Keep that in mind. There is no right nor wrong about plating. Just ways of making that aesthetic statement. With that in mind:
One chronic problem with at-home plating is that we all have at least one set of "good" china. Unfortunately, most of the time, patterned china is about the plate, rather than about the food that goes on it. And that's true in this case. I find the floral pattern very distracting.
I don't fully subscribe to the white-only idea of many cooks and stylists. But I do feel that if you want the food to be the star the plate should be a solid, neutral color, or, at most, have minimal patterning. Imagine that plate, for instance, with just the two rings but without the floral.
Overall, you have not taken advantage of negative space. The effect is an overcrowded plate.
Whenever possible you want textural breaks. So the tomatoes, for instance, should have been shingled rather than laid flat in a row. Personally, I don't care for little cubes of cheese like that, and would have gone with thin slices instead. And I'd have gotten some fresh herbs on the 'maters.
More than likely I would have served the asparagus in a seperate, appropriately sized, dish. But, if not (which means an oversized plate rather than the standard one you used) I would have either triangled them, as Nicko suggests, or woven them.

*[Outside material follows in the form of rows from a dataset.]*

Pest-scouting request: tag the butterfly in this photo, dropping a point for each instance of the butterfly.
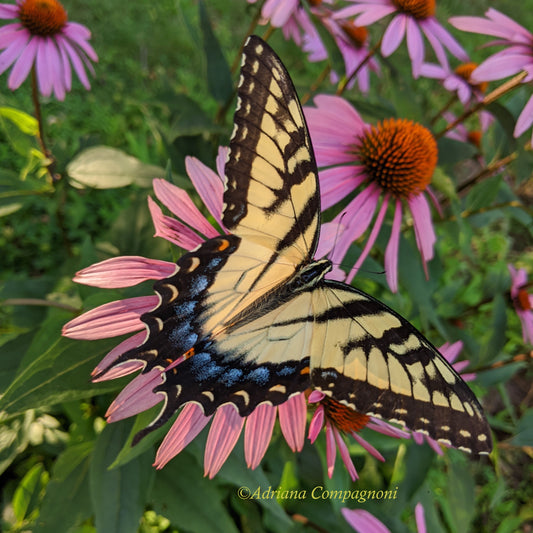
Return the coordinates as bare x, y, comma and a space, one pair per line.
250, 316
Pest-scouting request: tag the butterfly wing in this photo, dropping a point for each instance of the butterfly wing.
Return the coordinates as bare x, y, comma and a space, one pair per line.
272, 209
372, 360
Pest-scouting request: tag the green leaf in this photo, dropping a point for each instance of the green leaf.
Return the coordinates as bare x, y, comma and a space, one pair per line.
67, 502
119, 494
189, 500
28, 494
218, 74
55, 369
460, 495
498, 327
524, 430
24, 122
103, 167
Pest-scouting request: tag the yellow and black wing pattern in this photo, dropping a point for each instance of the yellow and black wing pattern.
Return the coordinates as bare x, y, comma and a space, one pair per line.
254, 319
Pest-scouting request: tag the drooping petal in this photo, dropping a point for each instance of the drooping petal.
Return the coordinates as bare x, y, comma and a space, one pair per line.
124, 271
172, 230
393, 246
208, 184
420, 518
111, 319
371, 239
257, 433
137, 396
223, 435
23, 65
423, 226
125, 368
394, 34
525, 120
185, 429
345, 455
181, 205
292, 420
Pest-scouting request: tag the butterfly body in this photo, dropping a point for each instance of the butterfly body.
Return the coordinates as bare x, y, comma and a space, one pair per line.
250, 317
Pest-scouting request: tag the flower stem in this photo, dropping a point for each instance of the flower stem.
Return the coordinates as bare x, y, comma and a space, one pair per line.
504, 88
322, 76
345, 81
51, 166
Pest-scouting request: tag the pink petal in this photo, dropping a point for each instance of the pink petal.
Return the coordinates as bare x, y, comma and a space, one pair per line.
423, 225
433, 26
180, 204
79, 36
338, 182
371, 239
23, 65
374, 14
172, 230
185, 429
345, 455
316, 424
111, 319
525, 120
292, 420
223, 435
10, 54
415, 47
498, 67
367, 446
363, 521
257, 433
77, 63
124, 271
208, 184
420, 518
125, 368
331, 449
393, 246
393, 35
356, 218
137, 396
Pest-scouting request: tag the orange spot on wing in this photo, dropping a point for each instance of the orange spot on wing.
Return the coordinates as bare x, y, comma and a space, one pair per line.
223, 245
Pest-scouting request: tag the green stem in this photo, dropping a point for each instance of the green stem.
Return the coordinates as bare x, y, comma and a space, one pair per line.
51, 166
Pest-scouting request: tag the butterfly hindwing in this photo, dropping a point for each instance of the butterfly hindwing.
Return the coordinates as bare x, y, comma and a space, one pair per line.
378, 364
248, 317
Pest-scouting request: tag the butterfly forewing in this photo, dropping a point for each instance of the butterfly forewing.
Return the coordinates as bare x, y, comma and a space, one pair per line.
250, 318
272, 190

As to the chicken, it really depends on your plating goal. A basic rule of fine dining is that nothing inedible goes on the plate, ever! If you want to plate that way, the bone has to go. For at-home, with no special guests, you probably don't care. But I find it worth the effort, and would not have served with the bone in. Point of fact, I would have presliced the chicken, and fanned it out on a smaller puddle of sauce, and lightly drizzled a little more sauce over the slices.
Although I plate restaurant style at home (heck, there's just the two of us, so why not?), I'm not as obsessive about edge splatters as I would be in a restaurant. A tiny drip or two wouldn't bother me. But your edge is sloppy. You've got sauce oozing onto the rim from the asparagus, and another glob of it dripping off the chicken. The former results from the aspargus being too large for where it's plated (it should be contained by the inner circle). The latter likely just that you didn't notice it.
All that said, let me also note that if I were a normal at-home cook, there would actually be just a few changes I'd make to that plate.
1. Change the china (and maybe not even do that).
2. Bone the chicken.
3. Make the asparagus smaller, so it fits better on the plate.
4. Shingle the tomatoes.
In other words, even the plate-divided-in three can be made more visually appealing, without a lot of stylistic techniques.